Ces dernières années, la Belgique connaît une véritable montée de l'islamisme et les autorités ne mesurent pas l’ampleur du phénomène, affirme dans une interview à Marianne Fadila Maaroufi, militante belge et fondatrice de l'Observatoire des fondamentalismes à Bruxelles.
«Il y avait eu les attentats de Paris et les attentats de Bruxelles et pourtant, j'avais le sentiment qu'on ne prenait toujours pas la mesure du problème», avance-t-elle.
La monté de l’islamisme a eu lieu progressivement, note-t-elle: «Dans les années 1980, c'était encore assez cosmopolite. Puis, petit à petit, on a vu les populations belgo-belges s'en aller. J'ai été témoin de la montée de l'islamisme, mes sœurs sont voilées alors que mes parents portaient des pantalons pattes d’éléphants» à Cureghem, un quartier de Bruxelles situé à côté de Molenbeek.
D’après les estimations de Corinne Torrekens, professeure de science politique à l'Université libre de Bruxelles, le pays recensait en 2018 environ 600.000 personnes musulmanes, dont 10% ne sont pas pratiquantes, pour une population totale de 11,5 millions d’habitants.
«Il était devenu inconcevable que je ne me voile pas. […] J'ai aussi constaté combien il était devenu difficile de parler, par exemple, des violences intrafamiliales dès lors qu'il s'agissait de communautés musulmanes.
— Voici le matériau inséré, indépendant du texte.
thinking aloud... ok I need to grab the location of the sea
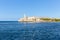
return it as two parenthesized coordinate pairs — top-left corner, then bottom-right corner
(0, 21), (60, 40)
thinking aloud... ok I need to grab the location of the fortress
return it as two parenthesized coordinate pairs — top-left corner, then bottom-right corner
(18, 14), (43, 22)
(18, 14), (60, 22)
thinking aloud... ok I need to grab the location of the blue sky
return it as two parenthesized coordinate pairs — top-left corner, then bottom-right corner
(0, 0), (60, 21)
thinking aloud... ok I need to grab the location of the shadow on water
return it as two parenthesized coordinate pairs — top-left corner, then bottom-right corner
(0, 21), (60, 40)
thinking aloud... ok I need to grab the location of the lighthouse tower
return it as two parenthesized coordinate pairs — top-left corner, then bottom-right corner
(24, 14), (28, 21)
(24, 14), (26, 18)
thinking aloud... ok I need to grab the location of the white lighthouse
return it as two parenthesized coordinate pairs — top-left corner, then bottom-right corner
(24, 14), (26, 18)
(23, 14), (28, 21)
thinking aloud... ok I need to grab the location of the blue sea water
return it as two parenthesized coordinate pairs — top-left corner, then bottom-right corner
(0, 21), (60, 40)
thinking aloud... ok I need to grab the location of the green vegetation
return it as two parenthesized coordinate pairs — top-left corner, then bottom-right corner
(40, 18), (60, 22)
(54, 18), (60, 22)
(40, 18), (51, 20)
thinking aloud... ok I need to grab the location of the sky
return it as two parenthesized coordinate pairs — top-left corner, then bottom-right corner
(0, 0), (60, 21)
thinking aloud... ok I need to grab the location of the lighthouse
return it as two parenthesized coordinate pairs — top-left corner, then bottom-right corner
(24, 14), (26, 18)
(23, 14), (28, 21)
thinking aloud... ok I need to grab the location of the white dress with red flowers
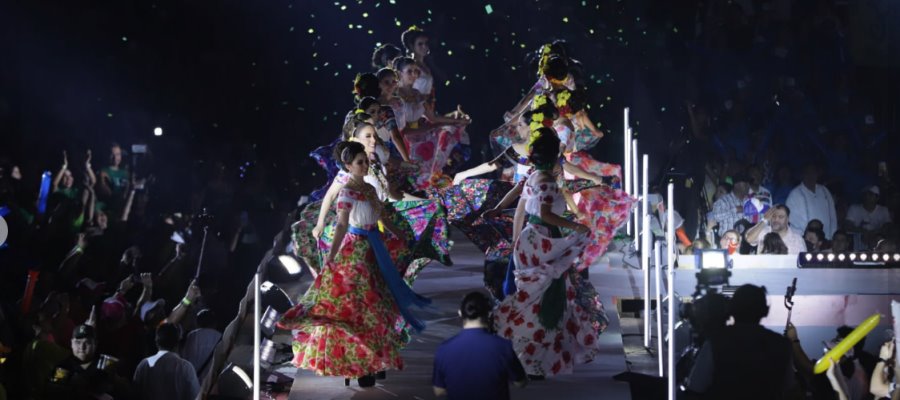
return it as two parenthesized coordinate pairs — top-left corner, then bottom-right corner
(494, 172), (605, 377)
(278, 187), (411, 378)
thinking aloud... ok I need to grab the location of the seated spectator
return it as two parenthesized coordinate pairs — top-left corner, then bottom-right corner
(686, 284), (794, 399)
(786, 163), (838, 239)
(803, 227), (829, 252)
(133, 323), (199, 400)
(718, 229), (742, 254)
(433, 291), (526, 400)
(830, 230), (853, 253)
(180, 309), (221, 378)
(761, 232), (789, 254)
(745, 205), (807, 254)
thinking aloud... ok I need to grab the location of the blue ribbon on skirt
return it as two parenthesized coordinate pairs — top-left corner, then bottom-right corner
(348, 226), (431, 332)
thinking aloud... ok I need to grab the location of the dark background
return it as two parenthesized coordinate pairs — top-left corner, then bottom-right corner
(1, 0), (898, 212)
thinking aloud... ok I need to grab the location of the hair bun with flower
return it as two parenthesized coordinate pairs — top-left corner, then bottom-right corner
(529, 111), (546, 132)
(555, 90), (573, 117)
(537, 44), (553, 78)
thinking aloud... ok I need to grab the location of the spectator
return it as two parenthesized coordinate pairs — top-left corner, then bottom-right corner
(745, 205), (807, 254)
(761, 232), (789, 255)
(433, 291), (527, 400)
(133, 323), (199, 400)
(803, 227), (829, 252)
(711, 174), (751, 235)
(718, 229), (742, 254)
(47, 324), (131, 399)
(787, 323), (874, 400)
(748, 164), (773, 207)
(97, 143), (130, 201)
(830, 230), (853, 253)
(180, 309), (221, 378)
(869, 340), (896, 399)
(772, 165), (794, 206)
(786, 163), (838, 239)
(686, 284), (795, 399)
(846, 185), (892, 241)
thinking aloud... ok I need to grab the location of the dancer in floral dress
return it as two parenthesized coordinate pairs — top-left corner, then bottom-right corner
(493, 128), (607, 378)
(278, 141), (430, 387)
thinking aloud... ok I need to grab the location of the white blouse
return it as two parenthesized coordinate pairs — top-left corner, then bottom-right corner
(523, 172), (565, 217)
(336, 187), (378, 228)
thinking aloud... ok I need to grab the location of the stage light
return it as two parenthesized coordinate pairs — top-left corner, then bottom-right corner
(804, 253), (813, 261)
(837, 253), (846, 261)
(153, 127), (163, 136)
(860, 253), (868, 261)
(260, 306), (281, 338)
(260, 281), (294, 313)
(816, 253), (825, 261)
(849, 253), (857, 261)
(260, 338), (277, 367)
(894, 254), (900, 262)
(826, 254), (835, 262)
(267, 254), (305, 283)
(216, 363), (252, 397)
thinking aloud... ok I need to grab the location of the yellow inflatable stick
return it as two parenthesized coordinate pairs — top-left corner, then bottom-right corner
(814, 313), (881, 374)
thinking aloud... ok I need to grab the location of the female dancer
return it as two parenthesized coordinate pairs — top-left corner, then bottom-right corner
(400, 26), (435, 103)
(279, 141), (430, 387)
(393, 57), (470, 189)
(493, 128), (607, 378)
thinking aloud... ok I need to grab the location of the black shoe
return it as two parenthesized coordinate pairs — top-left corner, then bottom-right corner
(375, 371), (386, 380)
(344, 378), (350, 386)
(527, 374), (545, 381)
(357, 375), (377, 387)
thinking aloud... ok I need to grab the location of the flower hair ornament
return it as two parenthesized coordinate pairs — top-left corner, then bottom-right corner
(555, 90), (573, 117)
(529, 111), (547, 132)
(537, 44), (553, 78)
(354, 108), (365, 114)
(532, 94), (549, 109)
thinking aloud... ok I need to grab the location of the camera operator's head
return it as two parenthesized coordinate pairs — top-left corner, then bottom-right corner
(729, 284), (769, 324)
(459, 291), (492, 328)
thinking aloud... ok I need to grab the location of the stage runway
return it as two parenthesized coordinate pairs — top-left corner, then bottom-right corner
(282, 229), (637, 400)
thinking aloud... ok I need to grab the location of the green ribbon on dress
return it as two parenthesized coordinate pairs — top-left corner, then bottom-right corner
(525, 214), (567, 330)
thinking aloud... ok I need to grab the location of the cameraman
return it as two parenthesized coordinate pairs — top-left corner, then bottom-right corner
(686, 284), (796, 399)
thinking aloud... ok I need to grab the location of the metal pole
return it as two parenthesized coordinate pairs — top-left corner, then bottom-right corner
(655, 242), (664, 377)
(253, 273), (261, 400)
(666, 184), (676, 399)
(642, 213), (651, 348)
(632, 139), (640, 252)
(624, 109), (631, 235)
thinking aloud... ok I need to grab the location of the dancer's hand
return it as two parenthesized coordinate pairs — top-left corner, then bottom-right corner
(483, 208), (502, 219)
(452, 173), (467, 185)
(878, 340), (894, 362)
(312, 223), (324, 240)
(574, 223), (590, 234)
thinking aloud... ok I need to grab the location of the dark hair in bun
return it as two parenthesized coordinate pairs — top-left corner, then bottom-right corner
(459, 291), (491, 321)
(372, 43), (403, 69)
(353, 73), (380, 101)
(392, 56), (417, 74)
(356, 96), (380, 112)
(332, 141), (366, 171)
(401, 26), (429, 54)
(528, 127), (561, 170)
(542, 55), (569, 81)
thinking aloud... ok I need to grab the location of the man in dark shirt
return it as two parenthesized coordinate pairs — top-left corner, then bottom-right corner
(48, 324), (130, 399)
(687, 284), (795, 399)
(433, 291), (527, 400)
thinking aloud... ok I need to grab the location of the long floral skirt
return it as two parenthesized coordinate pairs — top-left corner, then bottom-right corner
(404, 124), (469, 191)
(494, 225), (606, 377)
(278, 232), (407, 377)
(573, 185), (636, 269)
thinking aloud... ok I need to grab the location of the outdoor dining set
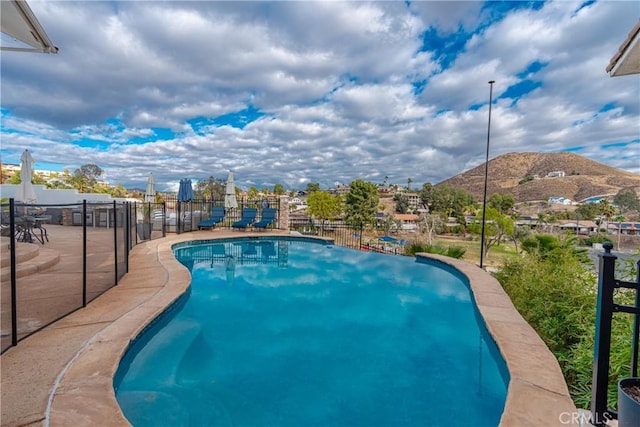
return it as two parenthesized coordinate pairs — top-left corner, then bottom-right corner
(1, 215), (50, 245)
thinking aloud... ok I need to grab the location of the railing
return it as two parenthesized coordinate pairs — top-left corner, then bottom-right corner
(0, 196), (285, 353)
(0, 199), (166, 354)
(288, 217), (408, 255)
(2, 197), (407, 354)
(161, 196), (281, 233)
(591, 242), (640, 425)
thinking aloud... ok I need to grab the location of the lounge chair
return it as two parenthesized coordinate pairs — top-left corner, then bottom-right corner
(197, 206), (224, 230)
(253, 208), (277, 230)
(198, 206), (226, 230)
(231, 207), (257, 230)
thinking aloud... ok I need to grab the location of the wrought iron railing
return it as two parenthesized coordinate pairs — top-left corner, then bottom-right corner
(591, 242), (640, 425)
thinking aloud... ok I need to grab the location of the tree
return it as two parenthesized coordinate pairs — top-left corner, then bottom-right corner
(489, 193), (515, 214)
(72, 164), (104, 193)
(597, 200), (617, 232)
(247, 186), (259, 199)
(195, 176), (225, 200)
(418, 183), (435, 211)
(407, 177), (413, 191)
(574, 203), (599, 221)
(508, 225), (532, 254)
(468, 206), (514, 257)
(306, 182), (321, 192)
(307, 191), (341, 221)
(393, 193), (410, 213)
(614, 189), (639, 215)
(424, 184), (475, 220)
(379, 212), (402, 235)
(273, 183), (286, 195)
(344, 179), (379, 229)
(416, 212), (444, 246)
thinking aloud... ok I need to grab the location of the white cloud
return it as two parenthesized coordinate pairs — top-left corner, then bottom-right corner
(1, 1), (638, 192)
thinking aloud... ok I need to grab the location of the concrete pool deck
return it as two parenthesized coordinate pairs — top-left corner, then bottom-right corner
(1, 230), (579, 426)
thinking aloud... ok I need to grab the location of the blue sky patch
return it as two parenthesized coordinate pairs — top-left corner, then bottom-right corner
(129, 127), (175, 144)
(598, 103), (616, 113)
(573, 1), (596, 17)
(188, 106), (265, 134)
(481, 1), (545, 22)
(420, 26), (471, 70)
(602, 140), (637, 149)
(517, 61), (548, 78)
(500, 80), (542, 100)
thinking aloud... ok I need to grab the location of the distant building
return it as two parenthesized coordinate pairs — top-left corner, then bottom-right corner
(583, 196), (605, 204)
(547, 171), (566, 178)
(394, 213), (419, 231)
(556, 220), (599, 234)
(548, 196), (572, 205)
(330, 185), (350, 195)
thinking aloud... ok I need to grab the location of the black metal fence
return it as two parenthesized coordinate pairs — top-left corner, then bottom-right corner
(591, 242), (640, 426)
(0, 198), (169, 354)
(1, 196), (408, 354)
(288, 216), (408, 255)
(161, 196), (281, 233)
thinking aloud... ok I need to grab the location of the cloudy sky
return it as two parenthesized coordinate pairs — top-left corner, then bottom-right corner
(1, 1), (639, 192)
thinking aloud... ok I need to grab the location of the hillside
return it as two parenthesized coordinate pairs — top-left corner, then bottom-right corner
(438, 152), (640, 203)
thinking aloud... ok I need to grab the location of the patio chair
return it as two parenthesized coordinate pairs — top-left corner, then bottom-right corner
(232, 207), (257, 230)
(198, 206), (226, 230)
(253, 208), (277, 230)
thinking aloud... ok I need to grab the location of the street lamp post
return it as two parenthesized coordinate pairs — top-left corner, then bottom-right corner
(479, 80), (495, 270)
Cette montée de l'islamisme m'a beaucoup préoccupée», avoue Fadila Maaroufi.
Radicalisme belge
Selon les données du ministère belge de l’Intérieur, si la police fédérale avait enregistré en 2010 149 cas de terrorisme, extrémisme et radicalisme, en 2020 cette proportion a augmenté de 64% pour atteindre 245.
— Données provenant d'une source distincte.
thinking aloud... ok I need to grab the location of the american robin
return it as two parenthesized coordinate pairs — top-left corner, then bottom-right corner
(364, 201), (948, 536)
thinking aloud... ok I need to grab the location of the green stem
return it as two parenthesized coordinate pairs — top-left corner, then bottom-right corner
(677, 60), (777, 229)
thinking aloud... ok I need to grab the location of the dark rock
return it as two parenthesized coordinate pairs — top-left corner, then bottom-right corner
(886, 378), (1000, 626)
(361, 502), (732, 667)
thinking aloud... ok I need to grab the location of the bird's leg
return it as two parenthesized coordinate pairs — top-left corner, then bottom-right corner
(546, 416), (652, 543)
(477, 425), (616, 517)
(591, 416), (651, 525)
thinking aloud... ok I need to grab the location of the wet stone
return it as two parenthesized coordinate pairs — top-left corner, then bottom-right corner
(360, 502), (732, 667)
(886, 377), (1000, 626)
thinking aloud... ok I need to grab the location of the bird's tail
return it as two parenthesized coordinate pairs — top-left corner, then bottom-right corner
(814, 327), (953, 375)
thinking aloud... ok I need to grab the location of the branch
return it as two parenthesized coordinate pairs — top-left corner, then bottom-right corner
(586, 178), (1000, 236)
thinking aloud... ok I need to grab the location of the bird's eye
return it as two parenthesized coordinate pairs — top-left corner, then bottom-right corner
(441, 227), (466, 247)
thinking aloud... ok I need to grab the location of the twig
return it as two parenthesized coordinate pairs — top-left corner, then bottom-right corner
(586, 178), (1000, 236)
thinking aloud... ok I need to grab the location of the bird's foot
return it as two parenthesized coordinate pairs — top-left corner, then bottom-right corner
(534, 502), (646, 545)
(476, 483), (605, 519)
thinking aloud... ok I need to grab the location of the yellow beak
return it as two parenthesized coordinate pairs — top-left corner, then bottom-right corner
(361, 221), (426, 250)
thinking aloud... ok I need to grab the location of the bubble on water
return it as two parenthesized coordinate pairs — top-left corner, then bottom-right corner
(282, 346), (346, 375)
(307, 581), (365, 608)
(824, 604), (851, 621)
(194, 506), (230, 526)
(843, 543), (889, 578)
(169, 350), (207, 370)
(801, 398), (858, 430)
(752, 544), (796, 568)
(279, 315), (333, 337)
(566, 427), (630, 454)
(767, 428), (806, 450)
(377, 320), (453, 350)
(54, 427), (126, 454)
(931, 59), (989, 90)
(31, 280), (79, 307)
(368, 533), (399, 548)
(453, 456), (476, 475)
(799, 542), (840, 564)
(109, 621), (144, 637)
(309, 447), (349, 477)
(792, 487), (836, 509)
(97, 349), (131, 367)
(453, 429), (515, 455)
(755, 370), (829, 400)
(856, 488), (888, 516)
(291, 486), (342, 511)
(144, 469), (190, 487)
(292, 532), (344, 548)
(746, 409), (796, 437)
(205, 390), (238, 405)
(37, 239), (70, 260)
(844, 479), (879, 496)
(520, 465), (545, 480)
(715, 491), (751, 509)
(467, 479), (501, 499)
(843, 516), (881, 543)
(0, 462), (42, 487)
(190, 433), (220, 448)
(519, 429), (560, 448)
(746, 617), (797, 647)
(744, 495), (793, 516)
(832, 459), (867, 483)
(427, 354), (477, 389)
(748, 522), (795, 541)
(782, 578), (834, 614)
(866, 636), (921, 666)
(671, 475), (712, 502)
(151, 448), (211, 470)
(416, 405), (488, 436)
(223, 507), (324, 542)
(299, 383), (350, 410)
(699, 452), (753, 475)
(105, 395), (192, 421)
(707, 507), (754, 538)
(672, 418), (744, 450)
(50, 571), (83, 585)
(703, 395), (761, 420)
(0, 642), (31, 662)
L’année dernière, Paul Van Tigchelt, patron de l'Organe de Coordination pour l'Analyse de la Menace (OCAM), a fait savoir dans une interview à RTBF que les services de sécurité et de renseignement avaient développé une liste répertoriant des radicalisés en Belgique. 700 personnes y sont inscrites.
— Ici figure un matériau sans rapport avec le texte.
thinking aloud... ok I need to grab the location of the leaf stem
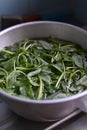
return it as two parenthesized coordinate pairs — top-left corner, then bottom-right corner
(37, 76), (43, 99)
(55, 71), (66, 88)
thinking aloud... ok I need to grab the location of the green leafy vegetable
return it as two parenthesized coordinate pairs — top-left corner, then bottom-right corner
(0, 38), (87, 100)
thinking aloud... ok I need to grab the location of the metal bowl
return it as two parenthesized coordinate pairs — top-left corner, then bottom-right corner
(0, 21), (87, 122)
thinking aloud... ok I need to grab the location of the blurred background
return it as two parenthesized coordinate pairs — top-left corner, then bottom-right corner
(0, 1), (87, 130)
(0, 0), (87, 30)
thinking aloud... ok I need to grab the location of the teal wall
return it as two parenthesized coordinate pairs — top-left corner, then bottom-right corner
(71, 0), (87, 24)
(0, 0), (70, 15)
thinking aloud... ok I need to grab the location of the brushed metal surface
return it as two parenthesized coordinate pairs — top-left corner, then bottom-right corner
(0, 102), (86, 130)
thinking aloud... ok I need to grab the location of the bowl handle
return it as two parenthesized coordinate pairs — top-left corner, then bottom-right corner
(75, 96), (87, 113)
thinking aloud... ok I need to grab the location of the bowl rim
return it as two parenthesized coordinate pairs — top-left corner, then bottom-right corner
(0, 21), (87, 36)
(0, 21), (87, 104)
(0, 89), (87, 104)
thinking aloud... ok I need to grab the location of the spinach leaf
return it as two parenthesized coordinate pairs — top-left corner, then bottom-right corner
(0, 38), (87, 100)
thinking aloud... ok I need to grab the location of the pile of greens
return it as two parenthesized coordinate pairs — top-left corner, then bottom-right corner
(0, 38), (87, 100)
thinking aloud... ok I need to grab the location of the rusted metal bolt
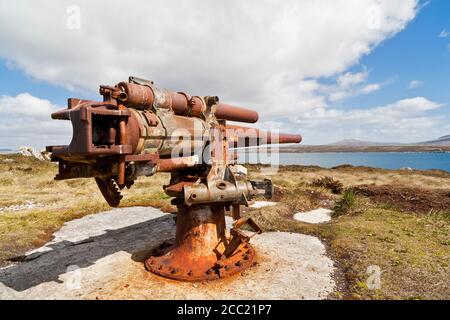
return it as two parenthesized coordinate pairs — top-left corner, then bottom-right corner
(216, 181), (227, 190)
(118, 92), (128, 102)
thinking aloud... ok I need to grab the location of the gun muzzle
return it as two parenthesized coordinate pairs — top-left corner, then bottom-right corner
(226, 124), (302, 147)
(214, 103), (259, 123)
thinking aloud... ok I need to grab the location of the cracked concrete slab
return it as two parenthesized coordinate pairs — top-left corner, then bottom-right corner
(0, 206), (336, 300)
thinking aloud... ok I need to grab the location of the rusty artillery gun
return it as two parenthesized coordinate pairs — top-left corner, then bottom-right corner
(46, 76), (302, 281)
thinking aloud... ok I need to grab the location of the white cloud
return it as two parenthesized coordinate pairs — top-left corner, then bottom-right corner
(361, 83), (381, 94)
(0, 0), (417, 114)
(0, 93), (71, 149)
(287, 97), (446, 143)
(296, 97), (442, 126)
(408, 80), (424, 89)
(0, 93), (55, 119)
(438, 29), (450, 38)
(321, 71), (381, 101)
(0, 0), (437, 147)
(337, 72), (368, 88)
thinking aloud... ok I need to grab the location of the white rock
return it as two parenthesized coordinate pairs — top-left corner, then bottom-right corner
(250, 201), (277, 209)
(294, 208), (332, 224)
(0, 201), (43, 213)
(18, 146), (49, 161)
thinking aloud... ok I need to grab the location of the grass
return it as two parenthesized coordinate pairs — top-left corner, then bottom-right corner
(0, 154), (172, 266)
(324, 209), (449, 299)
(243, 164), (449, 300)
(311, 176), (344, 194)
(0, 154), (449, 299)
(333, 190), (357, 217)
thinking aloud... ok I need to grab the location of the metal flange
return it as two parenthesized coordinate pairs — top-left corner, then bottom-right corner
(145, 242), (255, 281)
(144, 204), (256, 282)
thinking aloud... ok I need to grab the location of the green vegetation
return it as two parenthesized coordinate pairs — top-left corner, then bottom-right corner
(244, 164), (449, 299)
(326, 209), (449, 299)
(333, 190), (357, 216)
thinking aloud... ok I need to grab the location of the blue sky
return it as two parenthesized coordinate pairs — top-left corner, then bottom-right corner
(0, 0), (448, 149)
(342, 0), (450, 108)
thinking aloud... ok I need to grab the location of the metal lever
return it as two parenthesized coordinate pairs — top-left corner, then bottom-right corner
(223, 218), (262, 257)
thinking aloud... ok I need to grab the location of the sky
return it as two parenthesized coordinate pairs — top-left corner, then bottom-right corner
(0, 0), (448, 149)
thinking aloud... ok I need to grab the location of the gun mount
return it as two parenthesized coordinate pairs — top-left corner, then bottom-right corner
(47, 76), (302, 281)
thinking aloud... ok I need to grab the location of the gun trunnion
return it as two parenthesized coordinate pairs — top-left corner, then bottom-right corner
(47, 76), (302, 281)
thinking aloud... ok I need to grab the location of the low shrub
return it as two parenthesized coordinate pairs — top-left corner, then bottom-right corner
(312, 176), (344, 194)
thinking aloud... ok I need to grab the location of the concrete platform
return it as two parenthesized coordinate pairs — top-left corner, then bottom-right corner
(0, 206), (336, 300)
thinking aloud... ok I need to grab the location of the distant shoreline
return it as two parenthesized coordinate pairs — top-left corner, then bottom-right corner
(275, 145), (450, 153)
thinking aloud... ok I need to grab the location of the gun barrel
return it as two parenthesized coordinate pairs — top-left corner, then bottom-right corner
(226, 124), (302, 147)
(118, 82), (259, 123)
(214, 103), (259, 123)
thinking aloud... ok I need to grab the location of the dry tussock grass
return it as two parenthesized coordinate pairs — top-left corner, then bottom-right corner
(245, 164), (449, 300)
(0, 154), (171, 266)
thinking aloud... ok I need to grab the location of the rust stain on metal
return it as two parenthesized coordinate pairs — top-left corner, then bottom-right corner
(46, 76), (302, 282)
(145, 205), (256, 281)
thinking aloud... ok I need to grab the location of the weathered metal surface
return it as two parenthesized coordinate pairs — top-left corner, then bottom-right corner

«Malheureusement, rapporté à sa population, la Belgique a produit plus de terroristes et de djihadistes que tous les autres pays d'Europe, y compris la France», a déclaré en 2018 au Figaro Alain Destexhe, ex-sénateur et fondateur du parti Libéraux démocrates, trois ans après les attentats du 13 novembre 2015 à Paris. Des attaques planifiées depuis Molenbeek.
L’affaire Haouach
Ces dernières semaines les débats sur la neutralité de l’État se sont enflammés en Belgique à cause des remarques d’Ihsane Haouach, représentante du gouvernement pour l'égalité des femmes et des hommes, nommée à ce poste en mai. Elle est devenue la première personne voilée à occuper cette fonction.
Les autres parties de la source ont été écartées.